If you don’t need specific data for the thing you want to do, it is still a great motivation to track your progress visually. How many times did you go running? How many calls did you make? How many articles or video’s did you publish.

This makes you understand that this is part of a longer-term process that you have to keep going, not just this one thing today that you rather not be doing.

Immediate Post-Call Action

After each call, he immediately tracks the data and makes concise notes about the conversation. This post-call routine helps in consolidating the information and staying organized.

While this routine does not transform cold calling into a joyful experience, it can significantly reduce the dread and procrastination. The structured process allows him to approach the task with some emotional distance, making it easier to “just get it done.”

This post-call step is also something of a reward. Another call done, data tracked, this routine has finished.

Closure.

Dreaded thing over.

What “post action” step can you take after you have done what you need to get done? For example: celebrate your efforts by tracking your progress

Applying the Routine to Your Challenges

Now, how can you implement this in your life? Have a look at these 8 options:

  1. Identify the Challenge: Write down what you find yourself procrastinating on – be it work-related or personal.
  2. Positive Mindset: Jot down a few sentences emphasizing why this task is useful, necessary, or important for you or others involved.
  3. Mood-setting Music: Find a song that resonates with your positive mindset. Let it become the soundtrack to your task.
  4. Define “Done”: Clearly write down what completion looks like. Is it making a set number of calls, hitting the publish button, or another measurable achievement? This adds clarity to what you’re doing.
  5. Break Down the Steps: Outline the steps needed to complete the task. Simplify as much as possible; you can always refine or expand the process later. Right now, you need to find ways to get going.
  6. Identify the First Step: Find the most obvious and manageable first step to kickstart your progress. And make it something so easy you don’t have to think about it at all.
  7. Reward Yourself: Consider a small, meaningful reward after completing the task. It could be a cup of coffee, a short walk – something to acknowledge and celebrate your achievement.
  8. Schedule It: Add the task to your schedule. For recurring activities, assign a specific time, making it a non-negotiable part of your routine.

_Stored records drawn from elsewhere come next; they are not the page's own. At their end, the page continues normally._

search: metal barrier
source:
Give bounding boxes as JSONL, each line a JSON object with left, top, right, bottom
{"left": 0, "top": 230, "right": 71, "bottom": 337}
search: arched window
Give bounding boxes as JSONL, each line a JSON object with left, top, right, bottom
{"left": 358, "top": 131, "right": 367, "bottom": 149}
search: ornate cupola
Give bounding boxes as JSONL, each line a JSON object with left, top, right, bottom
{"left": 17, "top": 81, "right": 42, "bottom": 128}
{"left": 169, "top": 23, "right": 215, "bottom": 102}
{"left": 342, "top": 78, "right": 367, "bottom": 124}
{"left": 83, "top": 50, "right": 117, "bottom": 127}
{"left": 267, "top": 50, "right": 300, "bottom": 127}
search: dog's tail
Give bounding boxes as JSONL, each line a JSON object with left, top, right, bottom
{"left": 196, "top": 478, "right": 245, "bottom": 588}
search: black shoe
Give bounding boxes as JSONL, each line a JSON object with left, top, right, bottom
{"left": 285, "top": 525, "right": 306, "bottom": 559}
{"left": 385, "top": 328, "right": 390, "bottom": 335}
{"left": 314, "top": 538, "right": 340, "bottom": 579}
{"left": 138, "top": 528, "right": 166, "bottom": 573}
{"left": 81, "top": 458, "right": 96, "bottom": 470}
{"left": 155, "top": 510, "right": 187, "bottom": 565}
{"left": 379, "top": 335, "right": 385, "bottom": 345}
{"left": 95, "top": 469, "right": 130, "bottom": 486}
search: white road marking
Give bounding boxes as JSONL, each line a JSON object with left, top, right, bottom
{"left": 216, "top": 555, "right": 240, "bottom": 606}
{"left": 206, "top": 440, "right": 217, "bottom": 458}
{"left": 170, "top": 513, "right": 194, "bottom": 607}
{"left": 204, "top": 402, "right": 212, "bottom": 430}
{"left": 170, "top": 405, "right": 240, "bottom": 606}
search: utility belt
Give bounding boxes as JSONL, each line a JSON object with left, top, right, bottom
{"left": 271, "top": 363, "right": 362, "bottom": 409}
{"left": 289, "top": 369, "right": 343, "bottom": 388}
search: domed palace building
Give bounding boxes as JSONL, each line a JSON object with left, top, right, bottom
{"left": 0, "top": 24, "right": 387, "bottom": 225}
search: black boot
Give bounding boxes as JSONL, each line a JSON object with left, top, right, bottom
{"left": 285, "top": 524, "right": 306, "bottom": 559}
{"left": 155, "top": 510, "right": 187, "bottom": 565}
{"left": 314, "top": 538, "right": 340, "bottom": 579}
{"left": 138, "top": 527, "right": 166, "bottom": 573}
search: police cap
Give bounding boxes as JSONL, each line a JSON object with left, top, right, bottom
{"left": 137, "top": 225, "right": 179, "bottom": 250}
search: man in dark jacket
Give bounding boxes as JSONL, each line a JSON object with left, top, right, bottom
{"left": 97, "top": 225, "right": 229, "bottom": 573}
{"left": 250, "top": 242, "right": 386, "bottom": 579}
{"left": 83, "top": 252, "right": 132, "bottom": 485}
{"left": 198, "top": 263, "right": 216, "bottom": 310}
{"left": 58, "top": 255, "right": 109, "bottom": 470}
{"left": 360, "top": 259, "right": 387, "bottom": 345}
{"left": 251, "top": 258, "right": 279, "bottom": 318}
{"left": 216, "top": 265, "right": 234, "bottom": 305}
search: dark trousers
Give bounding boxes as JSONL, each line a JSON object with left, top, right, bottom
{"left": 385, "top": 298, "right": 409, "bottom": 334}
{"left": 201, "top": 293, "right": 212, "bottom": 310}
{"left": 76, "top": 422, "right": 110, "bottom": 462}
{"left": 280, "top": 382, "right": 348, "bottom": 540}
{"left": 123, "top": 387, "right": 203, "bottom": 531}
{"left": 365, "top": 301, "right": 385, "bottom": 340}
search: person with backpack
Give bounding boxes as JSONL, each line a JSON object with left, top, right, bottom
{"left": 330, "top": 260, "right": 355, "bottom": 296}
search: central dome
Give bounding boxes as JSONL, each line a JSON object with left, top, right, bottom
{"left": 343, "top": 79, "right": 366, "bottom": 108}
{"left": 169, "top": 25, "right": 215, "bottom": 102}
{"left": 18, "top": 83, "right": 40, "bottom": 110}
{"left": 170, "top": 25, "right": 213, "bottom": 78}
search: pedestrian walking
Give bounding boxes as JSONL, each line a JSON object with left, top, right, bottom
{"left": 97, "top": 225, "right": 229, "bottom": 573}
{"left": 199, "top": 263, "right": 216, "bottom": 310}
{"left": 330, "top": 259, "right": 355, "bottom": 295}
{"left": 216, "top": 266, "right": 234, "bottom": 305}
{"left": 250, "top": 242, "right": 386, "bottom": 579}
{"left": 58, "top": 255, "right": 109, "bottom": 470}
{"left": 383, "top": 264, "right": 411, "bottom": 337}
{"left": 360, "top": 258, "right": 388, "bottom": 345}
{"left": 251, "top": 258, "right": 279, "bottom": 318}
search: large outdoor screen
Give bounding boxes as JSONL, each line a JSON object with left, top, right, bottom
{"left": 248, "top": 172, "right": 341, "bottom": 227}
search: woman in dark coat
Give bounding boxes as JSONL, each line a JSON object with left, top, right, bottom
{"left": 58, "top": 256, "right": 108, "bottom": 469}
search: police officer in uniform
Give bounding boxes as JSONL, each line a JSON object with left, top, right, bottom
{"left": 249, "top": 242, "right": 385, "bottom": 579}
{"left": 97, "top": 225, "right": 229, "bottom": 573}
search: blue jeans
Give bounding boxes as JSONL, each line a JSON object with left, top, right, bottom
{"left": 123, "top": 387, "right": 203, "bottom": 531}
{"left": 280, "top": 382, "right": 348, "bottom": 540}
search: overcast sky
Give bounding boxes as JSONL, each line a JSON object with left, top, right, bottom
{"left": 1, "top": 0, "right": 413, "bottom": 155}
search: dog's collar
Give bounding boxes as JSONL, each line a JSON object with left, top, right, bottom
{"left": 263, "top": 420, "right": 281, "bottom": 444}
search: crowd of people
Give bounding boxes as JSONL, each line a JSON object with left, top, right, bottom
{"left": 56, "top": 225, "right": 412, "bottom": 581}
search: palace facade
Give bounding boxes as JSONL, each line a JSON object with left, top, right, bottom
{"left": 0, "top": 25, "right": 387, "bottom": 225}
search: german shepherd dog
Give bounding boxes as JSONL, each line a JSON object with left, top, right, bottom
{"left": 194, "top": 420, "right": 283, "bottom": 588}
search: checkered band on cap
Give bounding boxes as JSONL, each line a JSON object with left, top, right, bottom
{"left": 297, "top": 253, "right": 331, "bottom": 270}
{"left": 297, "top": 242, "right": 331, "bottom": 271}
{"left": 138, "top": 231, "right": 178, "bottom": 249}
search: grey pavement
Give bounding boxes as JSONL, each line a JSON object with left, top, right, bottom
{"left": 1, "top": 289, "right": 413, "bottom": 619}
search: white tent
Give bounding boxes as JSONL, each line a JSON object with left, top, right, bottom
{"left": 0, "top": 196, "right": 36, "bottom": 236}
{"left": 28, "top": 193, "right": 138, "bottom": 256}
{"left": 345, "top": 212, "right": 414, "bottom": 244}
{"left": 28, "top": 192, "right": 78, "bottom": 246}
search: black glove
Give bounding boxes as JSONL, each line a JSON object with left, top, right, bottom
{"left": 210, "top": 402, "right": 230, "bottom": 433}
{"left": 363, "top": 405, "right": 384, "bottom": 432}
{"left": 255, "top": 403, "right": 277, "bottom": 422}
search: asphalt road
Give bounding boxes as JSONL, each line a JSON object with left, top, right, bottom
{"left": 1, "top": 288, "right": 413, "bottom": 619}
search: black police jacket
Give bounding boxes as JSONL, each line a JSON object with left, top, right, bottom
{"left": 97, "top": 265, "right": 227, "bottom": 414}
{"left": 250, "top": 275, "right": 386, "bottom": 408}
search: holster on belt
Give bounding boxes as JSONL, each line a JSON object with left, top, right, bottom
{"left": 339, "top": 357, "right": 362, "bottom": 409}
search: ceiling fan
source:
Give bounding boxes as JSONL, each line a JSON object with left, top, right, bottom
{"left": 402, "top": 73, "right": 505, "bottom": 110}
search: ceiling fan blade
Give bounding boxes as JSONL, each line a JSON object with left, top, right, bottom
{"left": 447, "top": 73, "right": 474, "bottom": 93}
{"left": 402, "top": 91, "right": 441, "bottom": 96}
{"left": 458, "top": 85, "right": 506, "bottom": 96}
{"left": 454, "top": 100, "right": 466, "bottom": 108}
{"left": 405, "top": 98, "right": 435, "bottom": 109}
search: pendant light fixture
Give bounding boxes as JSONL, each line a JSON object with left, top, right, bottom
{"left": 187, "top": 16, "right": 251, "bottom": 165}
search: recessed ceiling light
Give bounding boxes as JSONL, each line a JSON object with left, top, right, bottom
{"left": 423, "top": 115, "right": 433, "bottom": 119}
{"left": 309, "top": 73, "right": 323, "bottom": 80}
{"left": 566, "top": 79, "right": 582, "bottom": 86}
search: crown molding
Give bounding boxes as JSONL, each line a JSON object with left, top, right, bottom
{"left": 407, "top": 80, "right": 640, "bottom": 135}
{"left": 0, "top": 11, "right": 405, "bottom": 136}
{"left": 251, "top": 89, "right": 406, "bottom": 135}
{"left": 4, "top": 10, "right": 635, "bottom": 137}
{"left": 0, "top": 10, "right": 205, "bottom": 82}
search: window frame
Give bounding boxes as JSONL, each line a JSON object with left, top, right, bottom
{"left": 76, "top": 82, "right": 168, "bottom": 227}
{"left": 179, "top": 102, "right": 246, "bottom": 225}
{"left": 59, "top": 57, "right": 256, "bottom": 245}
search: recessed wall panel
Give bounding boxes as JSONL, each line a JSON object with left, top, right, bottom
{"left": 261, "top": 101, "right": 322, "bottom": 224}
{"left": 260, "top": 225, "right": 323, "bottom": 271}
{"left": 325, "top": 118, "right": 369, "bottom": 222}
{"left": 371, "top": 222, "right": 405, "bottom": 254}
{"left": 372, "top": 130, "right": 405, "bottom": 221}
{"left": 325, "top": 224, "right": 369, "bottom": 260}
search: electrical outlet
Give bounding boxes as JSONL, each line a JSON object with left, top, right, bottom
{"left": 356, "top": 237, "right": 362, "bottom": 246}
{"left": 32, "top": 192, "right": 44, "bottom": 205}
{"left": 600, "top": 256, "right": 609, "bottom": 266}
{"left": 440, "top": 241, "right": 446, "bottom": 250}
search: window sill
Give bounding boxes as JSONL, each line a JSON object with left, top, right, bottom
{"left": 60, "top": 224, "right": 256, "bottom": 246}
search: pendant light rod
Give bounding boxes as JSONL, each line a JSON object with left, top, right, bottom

Of course these are not simply copy-paste items. You have to actually spend some time and effort to find what works best for you. But it is worth putting in that effort, because your ability to overcome obstacles and procrastination gives a big boost to your ability to focus on what matters most in your life.

For my client, cold calling will never be a fun activity, but by working with the 8 suggestions above, he is able to tweak and improve his process step by step, making it slightly easier to get those calls done and showing up again no matter the outcome of those calls.


Remember, gradual progress beats sporadic perfection. Establishing a routine might not make the task enjoyable, but it transforms it from an insurmountable obstacle into a manageable part of your journey.